L'amusement mêlé de surprise me saisit en voyant mon reflet dans le rétro. J'étais sûre que si quelqu'un me regardait en face aujourd'hui, il finirait en morceaux. Mes yeux sombres et assassins étaient franchement flippants, m'amusais-je pour moi même. J'avais le visage concluant de la petite peste dans Charlie et La Chocolaterie, en version rousse et bien moins innocente.

Heureusement, maman et Irvin avaient fait le judicieux choix de m'ignorer et de me laisser ruminer dans mon coin. Mais en même temps, l'envie de me défouler sur eux me titillait, cela m'embêtait quand même d'être complètement oubliée. D'être une rageuse privée de son déferlement.

Le bâtiment rustique en briques acajou de Northlake High finit par se dresser au delà des pins adjacents, puis vint apparaître l'espace en face de l'entrée, où je pus distinguer la foulée d'étudiants se dirigeant pour la plupart vers les battants double de l'entrée intérieure.

Cet endroit n'avait pas changé d'un iota, parfaitement conforme à mes souvenirs. Le même portail extérieur en fer rouillé concédant un style d'internat, même statue au centre de l'espace de Gira Ymir - l'un des plus importants fondateurs de la ville - avec une partie du crâne et la fesse gauche manquantes, même peinture tristement verte et rouge, toujours aussi délabré et maussade, en harmonie avec la masse grise le surplombant au ciel.

Bientôt, ma mère s'engagea sur la piste rocailleuse devant l'imposante porte extérieure et me déposa directement en face des portes-doubles de l'entrée, avant de déguerpir aussi vite qu'elle m'eut déposé pour amener l'autre bouffon.

L'appréhension me nouant sauvagement les entrailles, je franchis le portail imposant.

L'édifice rocambolesque se dressait haut et perché vers moi, semblant vouloir m'accueillir dans son piège. Puis me dévorer.

— C'est plutôt moi qui vais dévorer quelqu'un de mon humeur, aujourd'hui, soupirais-je pour moi même.

— Drôle de résolution, fit une petite voix enjouée dans ma gauche. Tu rentres déjà déterminée à manger des tables.

Je me retournai, cachant à moitié ma joie dans un sourire en coin diabolique.

— Toi...

Je me retournai et enlaçai assez cordialement celle-ci, qui finit par éclater de rire dans mes oreilles en serrant notre accolade.

— Joyeux... marmonnais-je en m'écartant de Sydney.
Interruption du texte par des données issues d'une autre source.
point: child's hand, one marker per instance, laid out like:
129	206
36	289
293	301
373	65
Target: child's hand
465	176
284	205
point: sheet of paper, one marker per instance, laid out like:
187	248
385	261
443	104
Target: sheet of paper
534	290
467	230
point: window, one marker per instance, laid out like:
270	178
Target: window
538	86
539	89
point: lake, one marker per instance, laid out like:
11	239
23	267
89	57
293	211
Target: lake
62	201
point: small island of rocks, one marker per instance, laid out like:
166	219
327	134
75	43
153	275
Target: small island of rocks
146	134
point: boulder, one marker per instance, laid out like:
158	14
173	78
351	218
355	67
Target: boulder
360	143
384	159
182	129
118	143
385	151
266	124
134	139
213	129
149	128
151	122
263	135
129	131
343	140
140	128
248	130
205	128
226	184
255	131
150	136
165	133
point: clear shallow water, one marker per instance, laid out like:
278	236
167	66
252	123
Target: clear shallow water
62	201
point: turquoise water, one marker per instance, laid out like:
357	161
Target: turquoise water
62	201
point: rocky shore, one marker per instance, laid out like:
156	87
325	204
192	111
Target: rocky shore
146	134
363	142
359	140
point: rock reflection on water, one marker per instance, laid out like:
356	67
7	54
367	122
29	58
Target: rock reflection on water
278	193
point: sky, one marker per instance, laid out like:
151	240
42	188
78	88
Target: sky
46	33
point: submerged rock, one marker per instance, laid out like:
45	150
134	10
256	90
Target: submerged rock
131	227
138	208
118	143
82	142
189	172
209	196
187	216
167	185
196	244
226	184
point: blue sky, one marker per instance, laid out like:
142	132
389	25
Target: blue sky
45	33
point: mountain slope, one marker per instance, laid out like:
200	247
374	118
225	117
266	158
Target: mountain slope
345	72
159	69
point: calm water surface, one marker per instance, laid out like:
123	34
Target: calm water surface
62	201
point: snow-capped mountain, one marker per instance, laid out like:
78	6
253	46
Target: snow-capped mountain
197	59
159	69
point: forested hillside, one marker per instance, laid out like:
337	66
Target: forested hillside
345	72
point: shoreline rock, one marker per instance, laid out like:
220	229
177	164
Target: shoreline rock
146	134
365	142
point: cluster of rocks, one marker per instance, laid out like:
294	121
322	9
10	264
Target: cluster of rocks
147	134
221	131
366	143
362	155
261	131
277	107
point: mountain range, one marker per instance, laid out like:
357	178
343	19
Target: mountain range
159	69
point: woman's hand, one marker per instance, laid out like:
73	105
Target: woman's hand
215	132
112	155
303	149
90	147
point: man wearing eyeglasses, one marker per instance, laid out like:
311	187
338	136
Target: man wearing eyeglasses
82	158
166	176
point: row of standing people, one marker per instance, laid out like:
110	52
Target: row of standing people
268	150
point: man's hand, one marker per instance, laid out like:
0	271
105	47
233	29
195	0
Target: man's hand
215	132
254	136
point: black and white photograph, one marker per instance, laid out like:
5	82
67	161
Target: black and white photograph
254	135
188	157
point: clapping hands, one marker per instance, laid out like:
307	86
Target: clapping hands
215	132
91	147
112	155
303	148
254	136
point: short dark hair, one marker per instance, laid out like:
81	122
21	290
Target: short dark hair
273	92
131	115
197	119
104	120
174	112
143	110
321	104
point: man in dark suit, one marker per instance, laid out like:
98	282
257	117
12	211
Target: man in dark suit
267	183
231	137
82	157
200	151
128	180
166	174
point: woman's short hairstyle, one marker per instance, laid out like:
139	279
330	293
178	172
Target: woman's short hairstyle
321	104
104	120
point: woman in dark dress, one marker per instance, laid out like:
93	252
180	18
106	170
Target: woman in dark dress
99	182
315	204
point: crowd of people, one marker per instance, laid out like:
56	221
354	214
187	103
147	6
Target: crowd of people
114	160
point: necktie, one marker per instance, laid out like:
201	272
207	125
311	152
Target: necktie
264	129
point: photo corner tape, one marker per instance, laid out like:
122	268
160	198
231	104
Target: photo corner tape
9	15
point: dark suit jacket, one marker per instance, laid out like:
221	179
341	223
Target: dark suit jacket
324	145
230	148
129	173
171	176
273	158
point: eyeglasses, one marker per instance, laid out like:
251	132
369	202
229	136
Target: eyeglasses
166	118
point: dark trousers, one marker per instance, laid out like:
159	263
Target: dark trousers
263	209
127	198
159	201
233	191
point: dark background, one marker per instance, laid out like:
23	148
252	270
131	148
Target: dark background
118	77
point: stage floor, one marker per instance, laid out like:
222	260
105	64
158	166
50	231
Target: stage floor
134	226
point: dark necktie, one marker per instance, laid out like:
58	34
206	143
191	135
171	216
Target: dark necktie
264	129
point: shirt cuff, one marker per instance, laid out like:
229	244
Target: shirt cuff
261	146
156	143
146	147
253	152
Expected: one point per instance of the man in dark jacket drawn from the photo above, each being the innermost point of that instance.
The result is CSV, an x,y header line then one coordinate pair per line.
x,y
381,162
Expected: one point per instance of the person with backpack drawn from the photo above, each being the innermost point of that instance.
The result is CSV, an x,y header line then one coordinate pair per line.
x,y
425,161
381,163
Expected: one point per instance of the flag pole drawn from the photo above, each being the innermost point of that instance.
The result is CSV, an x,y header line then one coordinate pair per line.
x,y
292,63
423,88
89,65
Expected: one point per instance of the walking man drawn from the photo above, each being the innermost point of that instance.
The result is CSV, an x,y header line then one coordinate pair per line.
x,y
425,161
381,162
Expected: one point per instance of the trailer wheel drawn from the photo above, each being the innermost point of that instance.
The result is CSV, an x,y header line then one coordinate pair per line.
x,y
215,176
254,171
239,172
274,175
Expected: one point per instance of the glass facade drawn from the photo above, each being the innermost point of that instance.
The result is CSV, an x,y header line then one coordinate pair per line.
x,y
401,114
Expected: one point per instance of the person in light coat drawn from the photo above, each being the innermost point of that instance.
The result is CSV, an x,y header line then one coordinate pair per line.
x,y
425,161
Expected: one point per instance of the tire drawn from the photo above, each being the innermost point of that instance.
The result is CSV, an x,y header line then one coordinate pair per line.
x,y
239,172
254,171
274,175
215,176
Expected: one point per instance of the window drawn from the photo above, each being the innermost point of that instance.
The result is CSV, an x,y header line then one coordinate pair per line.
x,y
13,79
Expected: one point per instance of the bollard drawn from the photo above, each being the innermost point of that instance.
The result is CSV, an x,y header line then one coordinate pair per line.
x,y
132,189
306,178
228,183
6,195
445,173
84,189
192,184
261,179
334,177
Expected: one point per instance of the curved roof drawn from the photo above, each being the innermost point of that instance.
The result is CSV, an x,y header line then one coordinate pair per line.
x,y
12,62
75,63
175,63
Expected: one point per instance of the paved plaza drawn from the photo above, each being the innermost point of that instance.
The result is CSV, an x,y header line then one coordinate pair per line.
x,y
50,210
Où sont les autres ? Tu as vu Mona ?

— Nan. Ils sont pas encore arrivés, je crois.

Sydney et moi étions arrivées donc très tôt, malgré la foule d'étudiants déjà présents.

Celle-ci, pourtant, avait bel et bien changé depuis l'année dernière. En pire — du moins du côté de son physique, notais-je en examinant ses traits tirés de fatigue, son teint encore plus blafard que d'habitude et ses épaules presque voûtées. Ses cernes avaient creusé un puits sombre sous ses yeux en amande cristallins, je devinais qu'elle avait désespérément tenté de les cacher par une tonne d'anti cernes, mais cela avait assurément échoué à mes yeux de rapace. Une petite bouche peinte de mauve, ainsi qu'un os saillant qui creusait un sillon tranchant le long de ses joues. Son long nez avait presque doublé de volume, et ses sourcils semblaient plus fins et mieux dessinés que l'année dernière, telle une lame de faucheuse. Putain, elle faisait peur à voir.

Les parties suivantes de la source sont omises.